4 days (3–4 hours of water training per day)
2–5 people
Beginner Friendly — progresses to Class II
Mid-September to end of June
The 4-day Basic Kayak Course is designed around one principle: by the end of Day 4, you navigate Class II whitewater independently. Not "assisted by an instructor beside you" or "with a safety line attached" — independently, using skills you've built systematically over four mornings on the Ganga. It's a achievable goal that requires focused practice, and Sea Hawk Adventures' certified instructors have been delivering exactly this outcome for over three decades.
Day 1 starts on land. We've found that the clearest path to water confidence is understanding what the kayak is doing and why — so before you put the boat in the river you'll cover paddle mechanics, boat edging, and basic river hydrology. The afternoon flat-water session introduces wet exits: deliberately capsizing and swimming out of the kayak until it feels completely routine. This is the single most important thing a new kayaker can learn, because it removes the fear of capsizing entirely. Most participants do it 5–10 times on Day 1.
Day 2 moves onto moving water and introduces the two core river-kayaking skills: eddy turns and river crossings. Both require you to combine boat lean, paddle angle, and current reading simultaneously — they feel counterintuitive and then suddenly click. Day 2 also begins Eskimo roll training in calm water. The Eskimo roll is the technique that allows you to right a capsized kayak without swimming — it is the most satisfying and sought-after skill in the sport, and the calm-water environment on Day 2 is specifically chosen to give you the best possible chance of landing your first successful roll.

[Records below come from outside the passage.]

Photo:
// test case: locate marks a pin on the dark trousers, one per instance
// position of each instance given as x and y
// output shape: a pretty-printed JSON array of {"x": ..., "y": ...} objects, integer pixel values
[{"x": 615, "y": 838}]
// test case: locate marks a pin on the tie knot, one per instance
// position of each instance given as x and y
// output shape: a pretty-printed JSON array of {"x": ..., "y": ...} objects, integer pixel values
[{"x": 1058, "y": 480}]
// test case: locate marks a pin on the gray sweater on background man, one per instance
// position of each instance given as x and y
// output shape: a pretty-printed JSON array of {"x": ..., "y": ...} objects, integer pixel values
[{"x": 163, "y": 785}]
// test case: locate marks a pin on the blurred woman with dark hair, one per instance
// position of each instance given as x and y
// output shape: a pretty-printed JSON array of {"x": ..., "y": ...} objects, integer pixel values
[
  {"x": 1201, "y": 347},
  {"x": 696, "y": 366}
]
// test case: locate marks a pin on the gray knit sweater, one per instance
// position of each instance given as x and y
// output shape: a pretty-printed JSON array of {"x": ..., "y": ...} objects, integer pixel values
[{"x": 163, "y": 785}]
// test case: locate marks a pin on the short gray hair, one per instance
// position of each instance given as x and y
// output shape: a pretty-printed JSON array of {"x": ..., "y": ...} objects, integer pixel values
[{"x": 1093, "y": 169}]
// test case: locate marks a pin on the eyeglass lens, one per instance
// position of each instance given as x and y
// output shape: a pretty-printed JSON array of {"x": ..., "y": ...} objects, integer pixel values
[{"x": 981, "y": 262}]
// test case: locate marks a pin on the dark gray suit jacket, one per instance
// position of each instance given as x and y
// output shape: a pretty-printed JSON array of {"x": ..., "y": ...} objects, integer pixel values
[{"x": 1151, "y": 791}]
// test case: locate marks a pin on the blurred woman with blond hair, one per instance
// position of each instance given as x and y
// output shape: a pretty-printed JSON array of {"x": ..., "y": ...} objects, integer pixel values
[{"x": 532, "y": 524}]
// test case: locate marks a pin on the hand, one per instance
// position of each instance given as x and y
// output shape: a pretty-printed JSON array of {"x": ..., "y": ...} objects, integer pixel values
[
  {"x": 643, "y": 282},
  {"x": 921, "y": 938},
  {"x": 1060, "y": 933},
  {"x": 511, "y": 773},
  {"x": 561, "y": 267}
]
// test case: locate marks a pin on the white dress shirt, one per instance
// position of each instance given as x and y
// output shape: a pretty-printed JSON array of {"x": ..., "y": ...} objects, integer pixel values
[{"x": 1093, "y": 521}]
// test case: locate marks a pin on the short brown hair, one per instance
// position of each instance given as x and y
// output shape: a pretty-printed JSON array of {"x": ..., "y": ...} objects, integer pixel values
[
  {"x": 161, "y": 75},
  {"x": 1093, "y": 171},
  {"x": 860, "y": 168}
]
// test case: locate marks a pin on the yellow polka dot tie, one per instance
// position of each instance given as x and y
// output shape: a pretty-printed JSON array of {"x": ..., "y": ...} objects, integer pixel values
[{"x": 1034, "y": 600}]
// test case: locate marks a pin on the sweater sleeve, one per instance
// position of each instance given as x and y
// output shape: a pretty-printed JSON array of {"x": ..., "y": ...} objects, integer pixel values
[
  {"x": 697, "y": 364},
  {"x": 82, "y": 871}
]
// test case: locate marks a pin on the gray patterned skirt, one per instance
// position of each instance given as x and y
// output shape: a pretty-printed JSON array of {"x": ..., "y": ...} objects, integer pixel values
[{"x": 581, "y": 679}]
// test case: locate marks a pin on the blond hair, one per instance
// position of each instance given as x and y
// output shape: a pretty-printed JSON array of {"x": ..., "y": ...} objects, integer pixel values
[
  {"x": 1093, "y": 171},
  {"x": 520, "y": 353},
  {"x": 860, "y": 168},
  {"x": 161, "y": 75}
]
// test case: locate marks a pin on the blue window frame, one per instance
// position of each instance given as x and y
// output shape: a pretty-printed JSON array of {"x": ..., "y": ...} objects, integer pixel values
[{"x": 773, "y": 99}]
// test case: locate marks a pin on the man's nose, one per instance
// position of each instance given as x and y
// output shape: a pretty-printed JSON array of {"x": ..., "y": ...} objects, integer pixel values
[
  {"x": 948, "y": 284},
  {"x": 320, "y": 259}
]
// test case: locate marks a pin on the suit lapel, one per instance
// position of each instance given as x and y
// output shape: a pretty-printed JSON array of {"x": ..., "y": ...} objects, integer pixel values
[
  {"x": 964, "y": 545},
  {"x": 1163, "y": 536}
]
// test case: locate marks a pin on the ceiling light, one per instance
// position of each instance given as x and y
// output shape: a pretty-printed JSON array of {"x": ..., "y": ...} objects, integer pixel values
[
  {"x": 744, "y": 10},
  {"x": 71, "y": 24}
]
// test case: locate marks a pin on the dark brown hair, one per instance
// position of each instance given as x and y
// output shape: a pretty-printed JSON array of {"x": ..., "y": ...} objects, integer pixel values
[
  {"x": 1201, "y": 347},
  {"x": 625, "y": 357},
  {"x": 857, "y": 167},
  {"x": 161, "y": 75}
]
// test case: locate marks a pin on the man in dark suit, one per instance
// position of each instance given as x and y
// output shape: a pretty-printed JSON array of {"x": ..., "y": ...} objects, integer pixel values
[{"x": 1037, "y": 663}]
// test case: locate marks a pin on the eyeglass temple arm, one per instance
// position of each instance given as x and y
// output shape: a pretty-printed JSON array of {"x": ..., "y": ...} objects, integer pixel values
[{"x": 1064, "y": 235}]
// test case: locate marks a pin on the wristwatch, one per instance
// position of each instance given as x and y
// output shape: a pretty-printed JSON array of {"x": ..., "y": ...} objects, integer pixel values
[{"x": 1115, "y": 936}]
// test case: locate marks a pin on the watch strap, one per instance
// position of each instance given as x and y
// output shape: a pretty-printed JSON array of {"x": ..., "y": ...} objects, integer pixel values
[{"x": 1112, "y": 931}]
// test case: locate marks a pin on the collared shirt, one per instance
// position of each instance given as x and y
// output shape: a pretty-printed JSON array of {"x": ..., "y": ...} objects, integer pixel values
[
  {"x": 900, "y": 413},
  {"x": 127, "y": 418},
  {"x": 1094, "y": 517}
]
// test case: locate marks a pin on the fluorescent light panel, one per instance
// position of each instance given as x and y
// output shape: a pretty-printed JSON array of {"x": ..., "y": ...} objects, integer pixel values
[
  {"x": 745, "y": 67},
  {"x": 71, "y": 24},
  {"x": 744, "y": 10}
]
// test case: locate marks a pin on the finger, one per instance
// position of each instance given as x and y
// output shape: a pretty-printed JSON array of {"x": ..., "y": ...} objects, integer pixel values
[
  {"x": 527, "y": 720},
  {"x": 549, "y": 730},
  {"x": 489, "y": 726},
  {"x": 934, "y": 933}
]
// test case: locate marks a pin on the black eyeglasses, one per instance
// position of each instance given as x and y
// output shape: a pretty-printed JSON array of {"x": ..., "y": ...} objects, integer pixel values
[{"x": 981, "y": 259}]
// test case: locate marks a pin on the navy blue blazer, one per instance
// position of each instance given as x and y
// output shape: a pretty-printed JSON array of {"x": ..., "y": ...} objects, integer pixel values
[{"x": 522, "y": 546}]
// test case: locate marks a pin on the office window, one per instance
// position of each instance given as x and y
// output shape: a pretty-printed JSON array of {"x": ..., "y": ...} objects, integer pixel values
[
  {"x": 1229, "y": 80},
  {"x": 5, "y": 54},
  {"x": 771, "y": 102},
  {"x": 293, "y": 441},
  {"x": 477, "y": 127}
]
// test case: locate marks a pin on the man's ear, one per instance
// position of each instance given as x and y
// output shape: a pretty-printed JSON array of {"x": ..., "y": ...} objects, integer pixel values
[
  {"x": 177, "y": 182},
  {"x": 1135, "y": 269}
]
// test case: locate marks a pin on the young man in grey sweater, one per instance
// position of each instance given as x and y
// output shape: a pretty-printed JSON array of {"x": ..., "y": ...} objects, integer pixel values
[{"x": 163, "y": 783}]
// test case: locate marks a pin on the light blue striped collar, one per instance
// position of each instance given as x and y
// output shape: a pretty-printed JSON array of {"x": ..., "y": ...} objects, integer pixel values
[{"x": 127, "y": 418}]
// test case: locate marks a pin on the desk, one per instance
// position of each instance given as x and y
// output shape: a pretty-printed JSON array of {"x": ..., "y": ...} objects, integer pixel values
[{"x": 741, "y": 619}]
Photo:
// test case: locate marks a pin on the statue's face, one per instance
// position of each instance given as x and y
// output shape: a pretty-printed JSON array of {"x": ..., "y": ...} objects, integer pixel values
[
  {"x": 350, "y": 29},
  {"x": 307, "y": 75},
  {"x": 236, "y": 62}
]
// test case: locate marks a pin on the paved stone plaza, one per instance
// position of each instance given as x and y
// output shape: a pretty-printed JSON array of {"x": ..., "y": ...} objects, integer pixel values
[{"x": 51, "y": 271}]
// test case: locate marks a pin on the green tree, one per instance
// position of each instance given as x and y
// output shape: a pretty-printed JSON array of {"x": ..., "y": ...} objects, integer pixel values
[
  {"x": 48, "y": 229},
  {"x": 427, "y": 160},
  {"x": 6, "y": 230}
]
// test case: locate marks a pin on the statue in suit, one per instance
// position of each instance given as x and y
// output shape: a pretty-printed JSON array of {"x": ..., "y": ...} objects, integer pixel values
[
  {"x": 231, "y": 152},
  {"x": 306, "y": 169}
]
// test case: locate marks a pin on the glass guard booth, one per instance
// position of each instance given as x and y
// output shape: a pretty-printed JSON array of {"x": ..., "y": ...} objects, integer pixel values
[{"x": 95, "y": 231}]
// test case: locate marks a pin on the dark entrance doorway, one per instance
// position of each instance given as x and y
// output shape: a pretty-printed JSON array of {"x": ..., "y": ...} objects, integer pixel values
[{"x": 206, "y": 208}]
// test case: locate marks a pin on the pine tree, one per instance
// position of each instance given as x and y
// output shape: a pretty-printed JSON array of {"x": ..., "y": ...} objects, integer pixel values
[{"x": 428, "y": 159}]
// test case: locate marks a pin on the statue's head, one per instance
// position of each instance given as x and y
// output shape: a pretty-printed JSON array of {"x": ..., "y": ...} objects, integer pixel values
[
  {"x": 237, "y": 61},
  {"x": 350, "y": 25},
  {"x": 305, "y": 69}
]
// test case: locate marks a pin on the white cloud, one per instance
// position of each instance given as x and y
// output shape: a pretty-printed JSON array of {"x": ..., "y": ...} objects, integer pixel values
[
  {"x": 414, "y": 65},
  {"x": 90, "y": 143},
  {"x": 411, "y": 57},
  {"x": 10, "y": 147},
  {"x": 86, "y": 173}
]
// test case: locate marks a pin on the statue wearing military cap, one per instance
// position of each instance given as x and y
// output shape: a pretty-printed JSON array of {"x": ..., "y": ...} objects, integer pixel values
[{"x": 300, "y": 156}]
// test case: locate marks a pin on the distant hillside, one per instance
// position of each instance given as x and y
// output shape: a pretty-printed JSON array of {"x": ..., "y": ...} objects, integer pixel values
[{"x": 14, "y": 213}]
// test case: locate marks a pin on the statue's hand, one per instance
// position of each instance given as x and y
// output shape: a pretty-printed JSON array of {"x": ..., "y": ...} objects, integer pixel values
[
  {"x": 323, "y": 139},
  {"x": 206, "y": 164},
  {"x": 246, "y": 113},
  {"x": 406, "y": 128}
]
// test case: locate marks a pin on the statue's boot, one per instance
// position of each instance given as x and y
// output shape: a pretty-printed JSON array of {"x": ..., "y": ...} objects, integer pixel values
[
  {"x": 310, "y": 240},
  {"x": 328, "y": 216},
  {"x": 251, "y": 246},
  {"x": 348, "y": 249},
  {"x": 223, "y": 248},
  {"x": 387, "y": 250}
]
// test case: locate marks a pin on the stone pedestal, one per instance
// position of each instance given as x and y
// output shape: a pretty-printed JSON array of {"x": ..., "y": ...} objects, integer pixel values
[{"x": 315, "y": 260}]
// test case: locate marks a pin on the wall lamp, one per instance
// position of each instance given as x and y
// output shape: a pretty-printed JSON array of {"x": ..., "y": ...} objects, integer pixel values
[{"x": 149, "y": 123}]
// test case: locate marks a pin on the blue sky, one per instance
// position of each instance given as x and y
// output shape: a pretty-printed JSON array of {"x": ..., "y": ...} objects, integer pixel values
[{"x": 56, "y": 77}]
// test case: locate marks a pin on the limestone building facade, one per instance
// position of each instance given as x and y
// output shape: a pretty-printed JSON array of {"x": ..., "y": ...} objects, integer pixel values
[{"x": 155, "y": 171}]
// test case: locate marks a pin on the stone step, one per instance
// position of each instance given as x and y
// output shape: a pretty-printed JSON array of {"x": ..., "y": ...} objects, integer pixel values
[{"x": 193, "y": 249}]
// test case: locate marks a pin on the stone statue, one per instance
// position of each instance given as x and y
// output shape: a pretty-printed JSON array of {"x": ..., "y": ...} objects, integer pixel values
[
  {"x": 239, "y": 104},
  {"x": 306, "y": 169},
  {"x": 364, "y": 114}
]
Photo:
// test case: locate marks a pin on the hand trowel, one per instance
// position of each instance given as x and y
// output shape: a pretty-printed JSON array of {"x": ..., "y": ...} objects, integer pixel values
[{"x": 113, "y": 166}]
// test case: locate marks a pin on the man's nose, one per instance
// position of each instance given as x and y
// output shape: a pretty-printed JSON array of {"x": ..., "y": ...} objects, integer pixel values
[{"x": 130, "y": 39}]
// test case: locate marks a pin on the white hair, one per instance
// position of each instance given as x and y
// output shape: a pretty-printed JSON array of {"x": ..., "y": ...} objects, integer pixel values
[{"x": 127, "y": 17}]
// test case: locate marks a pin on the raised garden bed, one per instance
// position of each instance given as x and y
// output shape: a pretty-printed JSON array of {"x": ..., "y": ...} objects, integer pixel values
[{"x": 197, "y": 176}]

Day 3 brings you to your first proper Class II rapid — the moment the earlier training starts to pay off. Eddy turns and crossings are the tools you use to navigate the rapid; river reading is the skill that tells you which line to take. The afternoon is a short mini-expedition on moving water where the skills are applied continuously rather than in isolation.
Day 4 consolidates and finalises. Morning session focuses on Eskimo roll in moving water — the harder and more meaningful version of the skill. Afternoon is a final Class II run with progressively less instructor guidance, culminating in you navigating a rapid sequence on your own. A certificate of completion is presented at the end of the day.
Sessions run 3–4 hours daily. Groups are capped at 5 people per instructor to ensure the instructor-to-student ratio is high enough for meaningful individual feedback. All equipment — including paddle, boat, spray deck, life jacket, and helmet — is provided and maintained to international standards. Wet suits and booties are provided free in winter.
The course opens with a dry-land session covering kayak anatomy, paddle grip and posture, forward stroke mechanics, sweep strokes, and how the boat responds to edge shifts. You'll also cover basic river hydrology — how to read current, identify eddies, and understand why water moves the way it does. In the afternoon you take to a calm flat-water section of the Ganga for your first paddle. The goal today is simple: get comfortable in the boat, learn to control direction, and practise a controlled wet exit (deliberately capsizing and swimming clear of the boat). Most participants do 5–10 wet exits on Day 1 — by the end it feels routine, which is exactly the point.
Day 2 moves onto moving water — a gentle Grade I–II section near the training site. You'll learn the two most fundamental river-kayaking skills: the eddy turn (paddling from main current into a calm pool behind a rock) and the river crossing (ferrying across the current without losing ground downstream). Both feel counterintuitive at first and click into place with practice. The second half of the session introduces the Eskimo roll — the self-rescue technique that lets you right a capsized kayak without swimming. Day 2 Eskimo roll work is done in calm water with instructor support; most participants get their first successful roll by the end of the day.
Today is the moment the previous two days of training clicks. Your group paddles a proper Class II rapid for the first time, with your instructor leading from the eddy below and the safety kayaker positioned above. The focus is on choosing a line, reading the water before entry, and using the eddy turns and crossings you've practised to navigate the rapid with control rather than luck. The afternoon is a short mini-expedition — a 3–4 km stretch of moving water where you apply all your skills continuously. End-of-day debrief with video review where available.
The final day focuses on consolidating everything and correcting any technique gaps identified in Day 3. Morning session concentrates on Eskimo roll in moving water — which is harder than in flat water and the true test of the skill. Afternoon is a final Class II run, longer than Day 3's, where you navigate the rapid sequence with increasing independence. Your instructor reduces prompting progressively so that by the finish line you're reading and running the water yourself. Certificate of completion presented at the end of the day.
Sessions run 9:00 AM–12:00 PM (winter) and 8:00 AM–11:00 AM (summer). Afternoon slots available on request subject to water conditions.
Quick-dry shorts or leggings and a rash guard or T-shirt. Flip-flops or old trainers. Wet suit is provided by the school in winter.
A water bottle and small snack. Sunscreen (water-resistant). Cash for tea and snacks at the training site. Your phone stays in the instructor's dry bag during sessions.
Basic swimming ability is required. You do not need to be a strong swimmer — the life jacket keeps you afloat at all times — but you should be comfortable in water.